SkillAgentSearch skills...

AdvancedHTMLParser

Fast Indexed python HTML parser which builds a DOM node tree, providing common getElementsBy* functions for scraping, testing, modification, and formatting. Also XPath.

Install / Use

/learn @kata198/AdvancedHTMLParser

README

AdvancedHTMLParser

AdvancedHTMLParser is an Advanced HTML Parser, with support for adding, removing, modifying, and formatting HTML.

It aims to provide the same interface as you would find in a compliant browser through javascript ( i.e. all the getElement methods, appendChild, etc), an XPath implementation, as well as many more complex and sophisticated features not available through a browser. And most importantly, it's in python!

There are many potential applications, not limited to:

  • Webpage Scraping / Data Extraction
  • Testing and Validation
  • HTML Modification/Insertion
  • Outputting your website
  • Debugging
  • HTML Document generation
  • Web Crawling
  • Formatting HTML documents or web pages

It is especially good for servlets/webpages. It is quick to take an expertly crafted page in raw HTML / css, and have your servlet's ingest with AdvancedHTMLParser and create/insert data elements into the existing view using a simple and well-known interface ( javascript-like + HTML DOM ).

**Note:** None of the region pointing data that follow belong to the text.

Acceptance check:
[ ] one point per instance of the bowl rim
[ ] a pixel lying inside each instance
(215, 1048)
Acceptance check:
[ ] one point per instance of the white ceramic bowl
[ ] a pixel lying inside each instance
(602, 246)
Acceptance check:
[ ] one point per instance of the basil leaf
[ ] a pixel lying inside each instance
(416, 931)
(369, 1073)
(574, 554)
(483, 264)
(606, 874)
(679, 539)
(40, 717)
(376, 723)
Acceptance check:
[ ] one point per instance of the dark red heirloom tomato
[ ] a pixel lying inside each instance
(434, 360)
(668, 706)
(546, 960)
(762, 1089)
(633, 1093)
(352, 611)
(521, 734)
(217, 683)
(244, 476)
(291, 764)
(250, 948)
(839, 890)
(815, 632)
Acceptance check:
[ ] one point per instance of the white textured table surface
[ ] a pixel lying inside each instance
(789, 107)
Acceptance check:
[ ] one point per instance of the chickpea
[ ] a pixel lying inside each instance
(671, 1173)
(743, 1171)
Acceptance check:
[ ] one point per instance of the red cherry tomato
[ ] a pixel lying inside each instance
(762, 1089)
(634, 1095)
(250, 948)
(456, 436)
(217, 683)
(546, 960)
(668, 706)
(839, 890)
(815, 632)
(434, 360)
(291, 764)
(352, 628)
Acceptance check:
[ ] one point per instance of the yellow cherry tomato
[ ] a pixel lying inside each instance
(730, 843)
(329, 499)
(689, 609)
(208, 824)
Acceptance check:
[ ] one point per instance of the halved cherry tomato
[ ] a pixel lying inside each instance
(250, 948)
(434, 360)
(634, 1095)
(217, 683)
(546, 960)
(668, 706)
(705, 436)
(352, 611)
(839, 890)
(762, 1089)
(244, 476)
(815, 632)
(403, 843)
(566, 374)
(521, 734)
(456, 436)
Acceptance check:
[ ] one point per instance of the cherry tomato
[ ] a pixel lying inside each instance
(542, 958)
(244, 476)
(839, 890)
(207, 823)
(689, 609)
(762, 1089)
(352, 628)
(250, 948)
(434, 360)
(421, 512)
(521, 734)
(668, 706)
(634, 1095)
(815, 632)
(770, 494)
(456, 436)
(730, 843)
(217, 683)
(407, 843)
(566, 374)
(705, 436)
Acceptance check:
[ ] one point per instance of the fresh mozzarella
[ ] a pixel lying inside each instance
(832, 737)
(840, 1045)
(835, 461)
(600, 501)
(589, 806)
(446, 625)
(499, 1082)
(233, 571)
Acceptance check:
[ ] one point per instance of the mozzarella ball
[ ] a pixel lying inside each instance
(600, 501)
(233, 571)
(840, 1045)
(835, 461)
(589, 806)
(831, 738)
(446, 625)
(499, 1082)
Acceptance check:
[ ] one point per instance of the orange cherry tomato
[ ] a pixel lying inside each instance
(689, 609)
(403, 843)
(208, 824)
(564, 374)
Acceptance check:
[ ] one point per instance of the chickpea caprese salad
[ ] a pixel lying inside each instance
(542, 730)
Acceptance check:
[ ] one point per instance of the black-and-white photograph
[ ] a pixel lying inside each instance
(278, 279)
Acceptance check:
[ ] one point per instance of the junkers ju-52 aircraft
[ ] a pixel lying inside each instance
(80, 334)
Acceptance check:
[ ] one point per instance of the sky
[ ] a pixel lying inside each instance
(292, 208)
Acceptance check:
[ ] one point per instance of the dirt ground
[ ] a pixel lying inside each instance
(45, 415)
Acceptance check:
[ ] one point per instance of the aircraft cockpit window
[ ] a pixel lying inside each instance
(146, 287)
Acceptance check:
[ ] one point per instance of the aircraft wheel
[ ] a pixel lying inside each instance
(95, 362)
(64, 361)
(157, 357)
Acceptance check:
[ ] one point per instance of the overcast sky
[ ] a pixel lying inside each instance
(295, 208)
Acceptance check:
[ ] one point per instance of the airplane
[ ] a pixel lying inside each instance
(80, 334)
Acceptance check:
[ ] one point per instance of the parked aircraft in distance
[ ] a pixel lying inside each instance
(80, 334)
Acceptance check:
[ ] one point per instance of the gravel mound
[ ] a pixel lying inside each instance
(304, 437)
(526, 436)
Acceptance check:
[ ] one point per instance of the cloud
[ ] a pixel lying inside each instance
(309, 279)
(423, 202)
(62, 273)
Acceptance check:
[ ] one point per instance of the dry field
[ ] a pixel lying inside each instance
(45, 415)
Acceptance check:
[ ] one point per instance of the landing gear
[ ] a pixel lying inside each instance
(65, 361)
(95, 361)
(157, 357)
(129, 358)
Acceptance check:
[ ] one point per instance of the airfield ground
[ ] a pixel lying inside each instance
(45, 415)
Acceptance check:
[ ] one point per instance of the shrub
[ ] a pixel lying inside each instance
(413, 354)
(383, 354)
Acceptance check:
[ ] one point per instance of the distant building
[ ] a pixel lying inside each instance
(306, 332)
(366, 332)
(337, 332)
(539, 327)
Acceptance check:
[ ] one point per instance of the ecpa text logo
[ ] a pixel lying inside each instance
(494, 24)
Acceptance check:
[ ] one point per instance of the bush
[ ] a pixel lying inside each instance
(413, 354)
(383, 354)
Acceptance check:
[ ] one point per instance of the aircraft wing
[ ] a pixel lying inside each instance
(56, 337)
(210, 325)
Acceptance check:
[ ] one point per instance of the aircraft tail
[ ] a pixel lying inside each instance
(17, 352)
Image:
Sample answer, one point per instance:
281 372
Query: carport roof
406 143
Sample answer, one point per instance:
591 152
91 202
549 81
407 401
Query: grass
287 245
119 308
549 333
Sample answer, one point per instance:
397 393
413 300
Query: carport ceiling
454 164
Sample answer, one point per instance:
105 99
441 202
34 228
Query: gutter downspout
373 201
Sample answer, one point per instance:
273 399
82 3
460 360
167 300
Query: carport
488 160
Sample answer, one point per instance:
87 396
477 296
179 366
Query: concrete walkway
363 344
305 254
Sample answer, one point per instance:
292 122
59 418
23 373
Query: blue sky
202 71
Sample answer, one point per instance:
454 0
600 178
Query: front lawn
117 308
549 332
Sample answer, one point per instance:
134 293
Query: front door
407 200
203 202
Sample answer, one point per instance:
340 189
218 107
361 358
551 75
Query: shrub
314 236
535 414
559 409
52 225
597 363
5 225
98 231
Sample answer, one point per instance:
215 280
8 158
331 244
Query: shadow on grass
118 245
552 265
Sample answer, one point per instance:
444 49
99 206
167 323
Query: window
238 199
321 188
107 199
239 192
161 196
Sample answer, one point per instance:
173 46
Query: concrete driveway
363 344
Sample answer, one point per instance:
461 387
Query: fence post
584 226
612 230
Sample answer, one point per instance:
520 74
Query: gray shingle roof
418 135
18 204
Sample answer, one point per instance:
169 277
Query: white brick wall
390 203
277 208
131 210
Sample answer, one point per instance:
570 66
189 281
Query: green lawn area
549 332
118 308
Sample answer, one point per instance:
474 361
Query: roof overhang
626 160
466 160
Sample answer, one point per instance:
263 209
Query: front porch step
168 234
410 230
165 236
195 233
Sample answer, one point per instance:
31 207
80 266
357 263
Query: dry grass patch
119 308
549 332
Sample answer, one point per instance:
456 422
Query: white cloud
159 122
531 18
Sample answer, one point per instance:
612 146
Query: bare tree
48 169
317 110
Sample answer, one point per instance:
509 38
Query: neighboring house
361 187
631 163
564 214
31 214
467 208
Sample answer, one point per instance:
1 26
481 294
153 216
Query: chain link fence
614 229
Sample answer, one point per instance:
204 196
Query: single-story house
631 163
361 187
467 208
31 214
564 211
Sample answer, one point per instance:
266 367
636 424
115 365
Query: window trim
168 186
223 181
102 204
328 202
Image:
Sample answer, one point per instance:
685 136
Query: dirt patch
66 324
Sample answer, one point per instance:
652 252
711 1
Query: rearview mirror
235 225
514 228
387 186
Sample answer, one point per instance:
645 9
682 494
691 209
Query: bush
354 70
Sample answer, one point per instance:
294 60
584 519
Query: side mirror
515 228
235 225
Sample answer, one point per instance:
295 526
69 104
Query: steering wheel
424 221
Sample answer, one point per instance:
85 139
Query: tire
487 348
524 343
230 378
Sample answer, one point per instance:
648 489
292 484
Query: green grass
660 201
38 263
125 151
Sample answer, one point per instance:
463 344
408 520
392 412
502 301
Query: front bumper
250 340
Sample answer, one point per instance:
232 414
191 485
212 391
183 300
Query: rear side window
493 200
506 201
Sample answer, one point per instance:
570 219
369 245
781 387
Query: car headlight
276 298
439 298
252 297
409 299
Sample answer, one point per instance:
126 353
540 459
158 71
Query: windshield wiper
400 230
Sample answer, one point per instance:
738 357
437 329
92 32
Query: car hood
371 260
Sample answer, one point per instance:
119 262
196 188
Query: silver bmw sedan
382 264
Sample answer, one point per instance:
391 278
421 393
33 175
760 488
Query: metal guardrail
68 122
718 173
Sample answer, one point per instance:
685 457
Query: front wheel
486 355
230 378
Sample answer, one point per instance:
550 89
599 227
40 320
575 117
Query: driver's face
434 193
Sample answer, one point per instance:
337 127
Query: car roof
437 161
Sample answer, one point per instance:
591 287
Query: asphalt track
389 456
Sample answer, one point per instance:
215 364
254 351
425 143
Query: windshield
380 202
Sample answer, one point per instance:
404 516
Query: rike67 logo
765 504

Another useful scenario is creating automated testing suites which can operate much more quickly and reliably (and at a deeper function-level), unlike in-browser testing suites.

Full API

Can be found http://htmlpreview.github.io/?https://github.com/kata198/AdvancedHTMLParser/blob/master/doc/AdvancedHTMLParser.html?vers=8.1.8 .

Examples

Various examples can be found in the "tests" directory. A very old, simple example can also be found as "example.py" in the root directory.

Short Doc

The Package and Modules

The top-level module in this package is "AdvancedHTMLParser."

import AdvancedHTMLParser

Most everything "public" is available through this top-level module, but some corner-case usages may require importing from a submodule. All of these associations can be found through the pydocs.

For example, to access AdvancedTag, the recommended path is just to import the top-level, and use dot-access:

import AdvancedHTMLParser

myTag = AdvancedHTMLParser.AdvancedTag('div')

However, you can also import AdvancedTag through this top-level module:

import AdvancedHTMLParser

from AdvancedHTMLParser import AdvancedTag

Or, you can import from the specific sub-module, directly:

import AdvancedHTMLParser

from AdvancedHTMLParser.Tags import AdvancedTag

All examples below are written as if "import AdvancedHTMLParser" has already been performed, and all relations in examples are based off usages from the top-level import, only.

AdvancedHTMLParser

Think of this like "document" in a browser.

The AdvancedHTMLParser can read in a file (or string) of HTML, and will create a modifiable DOM tree from it. It can also be constructed manually from AdvancedHTMLParser.AdvancedTag objects.

To populate an AdvancedHTMLParser from existing HTML:

parser = AdvancedHTMLParser.AdvancedHTMLParser()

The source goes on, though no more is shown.